SEOUL/GENEVA (Reuters) – North Korea has expressed its commitment to “complete denuclearisation” of the Korean peninsula and is not seeking conditions, South Korean President Moon Jae-in said on Thursday, as the United States vowed to maintain “maximum pressure” on Pyongyang.
Moon said big-picture agreements about denuclearisation, establishing a peace regime and normalisation of relations between the two Koreas and the United States should not be difficult to reach through summits between the North and South, and between the North and the United States.

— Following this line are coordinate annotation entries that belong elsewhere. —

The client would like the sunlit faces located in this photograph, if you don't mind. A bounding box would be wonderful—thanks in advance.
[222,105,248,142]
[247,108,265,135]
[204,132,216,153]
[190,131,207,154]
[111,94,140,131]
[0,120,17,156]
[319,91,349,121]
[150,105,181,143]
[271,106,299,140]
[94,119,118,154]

“I don’t think denuclearisation has different meanings for South and North Korea. The North is expressing a will for a complete denuclearisation,” Moon said during a lunch with chief executives of Korean media companies.
“They have not attached any conditions that the US cannot accept, such as the withdrawal of American troops from South Korea. All they are talking about is the end of hostile policies against North Korea, followed by a guarantee of security.”
North Korea has defended its nuclear and missile programmes, which it pursues in defiance of U.N. Security Council resolutions, as a necessary deterrent against perceived US hostility. The United States stations 28,500 troops in South Korea, a legacy of the 1950-53 Korean War.
North Korea has said over the years that it could consider giving up its nuclear arsenal if the United States removed its troops from South Korea and withdrew its so-called nuclear umbrella of deterrence from South Korea and Japan.
South Korea announced on Wednesday that it is considering how to change a decades-old armistice with North Korea into a peace agreement as it prepares for the North-South summit this month.